Therein lies the core design contradiction: Bitcoin is designed to be both a store of value (digital gold) and a medium of exchange (peer-to-peer cash). But these two roles don't always mesh. Velocity is a measure of this push and pull. This constant struggle between store of value and utility, and how Bitcoin navigates it, will shape not only its usage patterns but also its role in the broader financial system.

Sign of maturity

Ultimately, a decline in Bitcoin's velocity doesn't mean it's being used less frequently. It indicates a shift in how people use Bitcoin. As Bitcoin's value increases, people tend to save it rather than spend it. With widespread adoption, infrastructure gradually shifts off-chain. And as institutions join, their strategies prioritize preservation over circulation. The Bitcoin network is evolving. Velocity hasn't disappeared; it's simply become less active, reshaped by a changing user base and new layers of economic activity.

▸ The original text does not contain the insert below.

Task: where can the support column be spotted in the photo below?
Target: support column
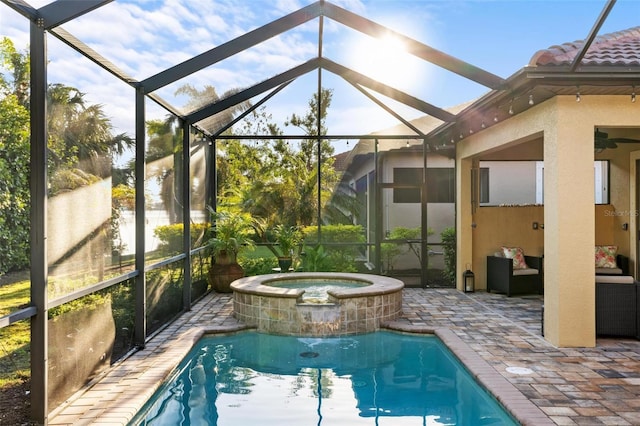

If transaction velocity rises again, it could signal a resurgence of transactional usage: increased consumption, faster money flows, and greater retail participation. If transaction velocity remains subdued, it could indicate that Bitcoin's role as macro collateral is becoming entrenched. In either case, transaction velocity offers a window into Bitcoin's future: not as a currency for consumption, but as an asset to be constructed.